This past Saturday, was Super Saturday.
It a day set aside for Pratt’s graduate students to present their year long projects to the Pratt Community. It’s a fun time, a time to gather and meet. A time for discussions about community, preservation, gentrification. A time for futuristic thinking. Planning. Mapping. GISing.
A time to find out about what’s being built in the city and what’s being taken down. Who’s doing what and how are they doing it and where is the money coming from. Who got a scholarship and how was it possible and how can I sign up for next time.
It’s a time to be questioned by peers and professors about how you foresee your project coming into fruition.
This year It happened virtually.
Someone had the control to mute voices. Someone had the control to mute comments.
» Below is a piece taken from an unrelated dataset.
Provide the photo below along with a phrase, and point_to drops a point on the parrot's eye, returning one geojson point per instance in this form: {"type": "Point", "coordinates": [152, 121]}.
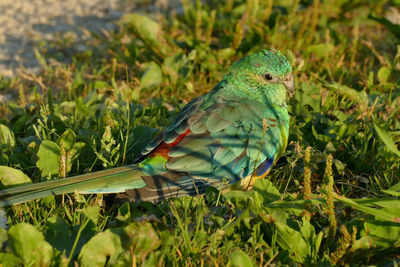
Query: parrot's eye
{"type": "Point", "coordinates": [268, 77]}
Any type of talking meant timing and/ or texting.
This time, the Pratt Community spoke about Community trying to maintain what they knew as community.
I was planning on picking up a card from Family Dollar for my sister and this is what I saw, All Mother Day’s cards were sold out the Saturday before Mother’s Day
As tradition has it, every first Monday of each month, my school would gather for assembly. We will lift our voices and sing the anthem.
This Monday we were muted. We listed to a muffled Dr. Roland Carter version.
We listened to our Principal tell us the virtue of the month, Resilience. Resilience.
And, just like that, Assembly was over.
When the question was asked, anyone have anything to say, the students unmuted their microphones and said hi. Cries of children saying hi as if they wouldn’t have an opportunity to be heard. Calling teacher names and saying they missed them.
This was the first assembly I cried. The first assembly I didn’t have to speak to any children nor lead them in a rendition of the Black National Anthem.
Another voice came. Assembly is over, please hang up.
No one moved. Everyone stayed. No one spoke. just stayed in the call. Until the call was dropped.